Jupyter notebook-based development environment setup

  • In the Console, expand the Navigation menu (Navigation menu icon), then select Vertex AI > Workbench.
  • Enable Notebooks API.
  • At the top of the page click New Notebook, and select Smart Analytics Framework > Apache Beam > Without GPUs
  • In the dialog box that appears, set the region to us-central1 and then click CREATE at the bottom.
  • Once the environment is ready, click the OPEN JUPYTERLAB link next to your Notebook name. This will open up your environment in a new tab in your browser.
  • Next, click Terminal.

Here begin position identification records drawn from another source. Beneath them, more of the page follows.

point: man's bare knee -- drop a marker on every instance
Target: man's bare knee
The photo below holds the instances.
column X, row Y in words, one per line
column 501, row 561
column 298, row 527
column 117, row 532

This will open up a terminal where you can run all the commands in this lab.

Download Code Repository

Next you will download a code repository for use in this lab.

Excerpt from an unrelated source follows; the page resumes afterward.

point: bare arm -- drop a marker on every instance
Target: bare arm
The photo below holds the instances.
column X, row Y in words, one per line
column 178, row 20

  • In the terminal you just opened, enter the following:
git clone https://github.com/GoogleCloudPlatform/training-data-analyst
cd /home/jupyter/training-data-analyst/quests/dataflow_python/
  • On the left panel of your notebook environment, in the file browser, you will notice the training-data-analyst repo added.

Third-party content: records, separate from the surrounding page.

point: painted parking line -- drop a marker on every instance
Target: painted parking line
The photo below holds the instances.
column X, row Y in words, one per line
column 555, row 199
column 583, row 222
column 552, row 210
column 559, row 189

  • Navigate into the cloned repo /training-data-analyst/quests/dataflow_python/. You will see a folder for each lab, which is further divided into a lab sub-folder with code to be completed by you, and a solution sub-folder with a fully workable example to reference if you get stuck.

Note: To open a file for editing purposes, simply navigate to the file and click on it. This will open the file, where you can add or modify code.

Aggregating site traffic by user

In this part of the lab, you write a pipeline that:

  1. Reads the day's traffic from a file in Cloud Storage.
  2. Converts each event into a CommonLog object.
  3. Sums the number of hits for each unique user by grouping each object by user ID and combining the values to get the total number of hits for that particular user.
  4. Performs additional aggregations on each user.
  5. Writes the resulting data to BigQuery.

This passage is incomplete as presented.